Zipadelli and many SHR crew members were already in Atlanta on Monday night preparing for a Tuesday tire test at Atlanta Motor Speedway when they got word Stewart was injured. Stewart has always been diligent about texting Zipadelli after every single heat race or qualifying run to give him an update, which had become routine after all these years.
From there it became a scramble — cancel the test, get planes organized to get the team back to North Carolina and make contingency plans for Watkins Glen.
In the chaos, Zipadelli spoke by phone to a remorseful and uncomfortable Stewart.

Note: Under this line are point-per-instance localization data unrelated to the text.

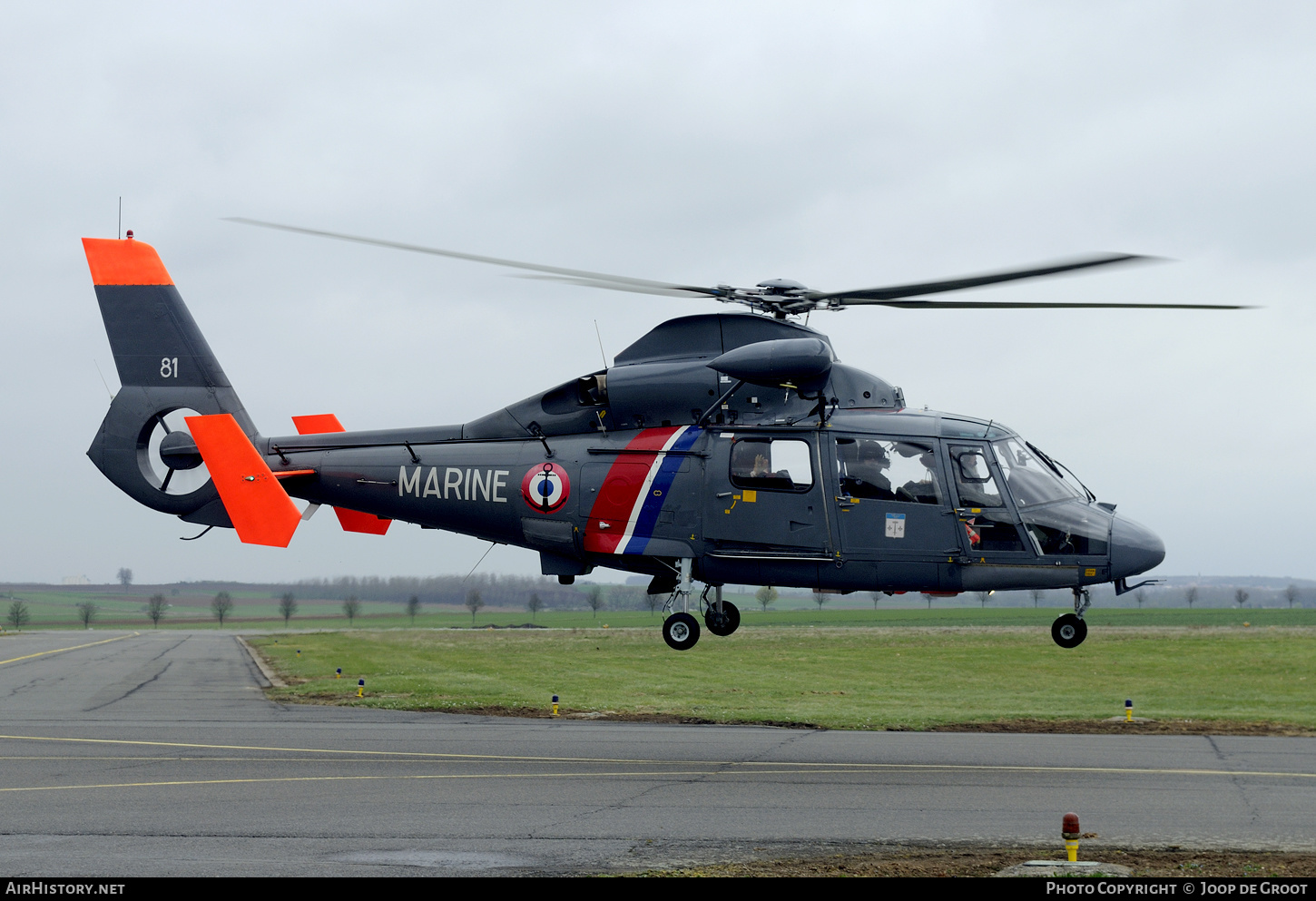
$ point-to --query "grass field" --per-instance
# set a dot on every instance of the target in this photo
(57, 609)
(850, 678)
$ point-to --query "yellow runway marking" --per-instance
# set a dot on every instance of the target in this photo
(768, 767)
(660, 775)
(61, 650)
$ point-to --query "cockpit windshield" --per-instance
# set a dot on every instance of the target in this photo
(1031, 477)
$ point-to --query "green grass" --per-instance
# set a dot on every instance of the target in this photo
(874, 678)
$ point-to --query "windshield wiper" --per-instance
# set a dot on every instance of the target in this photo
(1056, 465)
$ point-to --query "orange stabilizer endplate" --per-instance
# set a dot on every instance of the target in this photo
(124, 262)
(260, 509)
(349, 520)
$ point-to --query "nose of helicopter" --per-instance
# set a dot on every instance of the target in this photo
(1134, 549)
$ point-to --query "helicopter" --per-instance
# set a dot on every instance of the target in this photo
(728, 447)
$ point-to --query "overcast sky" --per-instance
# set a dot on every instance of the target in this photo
(841, 145)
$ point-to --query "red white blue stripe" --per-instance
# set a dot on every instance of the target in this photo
(625, 514)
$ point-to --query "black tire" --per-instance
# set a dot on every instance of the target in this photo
(1069, 631)
(725, 622)
(681, 632)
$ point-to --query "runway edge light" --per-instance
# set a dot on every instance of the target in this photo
(1070, 831)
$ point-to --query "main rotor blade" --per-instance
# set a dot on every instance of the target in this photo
(578, 277)
(983, 304)
(918, 289)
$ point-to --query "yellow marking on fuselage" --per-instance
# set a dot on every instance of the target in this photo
(768, 767)
(61, 650)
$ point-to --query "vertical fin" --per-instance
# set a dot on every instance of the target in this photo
(260, 509)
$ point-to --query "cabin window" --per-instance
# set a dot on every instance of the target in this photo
(889, 470)
(772, 463)
(1072, 528)
(973, 476)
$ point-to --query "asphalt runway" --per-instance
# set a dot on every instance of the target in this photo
(155, 752)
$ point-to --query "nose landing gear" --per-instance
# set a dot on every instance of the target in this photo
(681, 629)
(1070, 629)
(681, 632)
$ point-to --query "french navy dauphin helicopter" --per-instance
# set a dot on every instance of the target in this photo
(727, 447)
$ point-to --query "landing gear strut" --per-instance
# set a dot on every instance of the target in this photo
(1070, 631)
(722, 617)
(681, 631)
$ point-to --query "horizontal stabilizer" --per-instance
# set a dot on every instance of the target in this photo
(260, 509)
(349, 520)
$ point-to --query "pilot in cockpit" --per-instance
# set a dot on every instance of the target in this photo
(866, 474)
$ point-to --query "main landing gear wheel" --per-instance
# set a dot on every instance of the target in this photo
(725, 622)
(1069, 631)
(681, 632)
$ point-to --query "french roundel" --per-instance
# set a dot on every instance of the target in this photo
(546, 487)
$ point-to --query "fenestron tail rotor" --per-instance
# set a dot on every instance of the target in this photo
(783, 298)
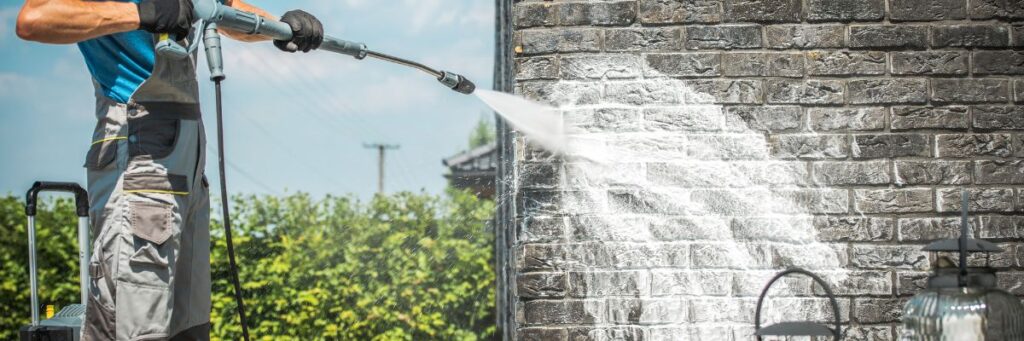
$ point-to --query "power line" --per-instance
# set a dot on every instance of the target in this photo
(381, 150)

"He was worried about what everybody thought and apologetic and feels like he's letting everybody down here," Zipadelli said. "At the end of the day, the reason we're all here is because of him, so I know he'll get back in it and make it up to us."
But like the older brother and mentor he's always been to Stewart, he didn't let him off so easy and didn't give him a chance to talk about getting back in a car.

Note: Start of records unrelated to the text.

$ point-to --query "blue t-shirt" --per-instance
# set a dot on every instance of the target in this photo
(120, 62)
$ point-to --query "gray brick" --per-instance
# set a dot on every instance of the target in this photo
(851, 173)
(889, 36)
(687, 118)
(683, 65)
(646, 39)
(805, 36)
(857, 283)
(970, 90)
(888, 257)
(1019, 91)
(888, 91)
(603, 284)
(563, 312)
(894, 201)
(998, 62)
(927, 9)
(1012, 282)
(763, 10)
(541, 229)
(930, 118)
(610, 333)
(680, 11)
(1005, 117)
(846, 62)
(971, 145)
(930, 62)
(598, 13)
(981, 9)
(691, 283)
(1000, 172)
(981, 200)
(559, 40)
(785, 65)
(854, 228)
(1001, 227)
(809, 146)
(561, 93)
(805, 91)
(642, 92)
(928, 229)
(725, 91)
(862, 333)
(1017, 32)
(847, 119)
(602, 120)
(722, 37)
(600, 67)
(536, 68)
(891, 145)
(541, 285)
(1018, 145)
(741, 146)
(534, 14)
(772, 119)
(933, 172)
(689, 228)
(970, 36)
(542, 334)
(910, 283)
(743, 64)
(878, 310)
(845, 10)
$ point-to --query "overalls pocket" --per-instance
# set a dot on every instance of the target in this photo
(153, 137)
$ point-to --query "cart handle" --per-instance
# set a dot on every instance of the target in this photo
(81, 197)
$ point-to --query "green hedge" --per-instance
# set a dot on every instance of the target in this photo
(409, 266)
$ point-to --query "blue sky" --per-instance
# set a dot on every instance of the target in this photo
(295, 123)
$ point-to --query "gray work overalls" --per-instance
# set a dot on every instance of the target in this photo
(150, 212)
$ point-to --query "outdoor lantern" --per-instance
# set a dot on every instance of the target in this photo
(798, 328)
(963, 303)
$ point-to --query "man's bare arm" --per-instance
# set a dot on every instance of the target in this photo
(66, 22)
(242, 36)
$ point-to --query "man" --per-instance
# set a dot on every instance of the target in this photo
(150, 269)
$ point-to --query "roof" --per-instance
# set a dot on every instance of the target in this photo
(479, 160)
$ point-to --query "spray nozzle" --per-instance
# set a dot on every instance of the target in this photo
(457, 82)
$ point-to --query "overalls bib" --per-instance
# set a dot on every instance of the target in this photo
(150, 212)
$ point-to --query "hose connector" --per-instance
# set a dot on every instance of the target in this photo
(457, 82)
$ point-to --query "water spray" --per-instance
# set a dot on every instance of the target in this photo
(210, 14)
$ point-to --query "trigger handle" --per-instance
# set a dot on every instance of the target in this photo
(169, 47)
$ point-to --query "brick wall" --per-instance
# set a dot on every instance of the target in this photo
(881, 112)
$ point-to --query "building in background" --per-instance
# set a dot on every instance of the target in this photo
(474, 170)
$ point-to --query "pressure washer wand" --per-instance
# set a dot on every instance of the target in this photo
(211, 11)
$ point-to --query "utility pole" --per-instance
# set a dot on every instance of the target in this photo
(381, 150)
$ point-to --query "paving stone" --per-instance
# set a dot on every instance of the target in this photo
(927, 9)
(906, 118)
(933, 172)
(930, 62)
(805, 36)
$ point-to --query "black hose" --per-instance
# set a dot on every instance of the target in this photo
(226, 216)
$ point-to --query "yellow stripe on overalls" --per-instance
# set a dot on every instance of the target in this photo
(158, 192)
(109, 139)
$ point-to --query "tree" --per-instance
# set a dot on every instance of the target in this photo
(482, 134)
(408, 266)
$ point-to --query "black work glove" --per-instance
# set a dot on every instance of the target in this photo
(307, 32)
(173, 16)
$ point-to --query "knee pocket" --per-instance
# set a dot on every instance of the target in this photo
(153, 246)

"I told him to hurry up and get his butt down here because I was going to break his other leg, like some of my ancestors used to do, old school, and maybe beat him with it," Zipadelli joked.
Zipadelli's most serious task is pulling SHR together and keeping the focus on getting Ryan Newman in the Chase for the Sprint Cup championship.
It was just two weeks ago that Newman won at Indianapolis Motor Speedway to move into position to earn a wild-card berth into the 12-driver field, and Stewart left Pocono Raceway on Sunday ranked 11th in the standings and holding the first wild-card position. It had SHR in position after a poor first half of the season to get two of its three drivers in the Chase.
Now Stewart's chances are over, but Newman has a very real opportunity to get into the field.
"Obviously it's a huge letdown to everybody at Stewart-Haas, knowing that we were making some great strides," Zipadelli said. "I think we've had some drastic improvements in the performance on the racetrack. I felt like we were peaking at the right time with two race cars having an opportunity. It's a huge disappointment. But we'll try to do our best to take that disappointment and turn it into a positive push for (Newman)."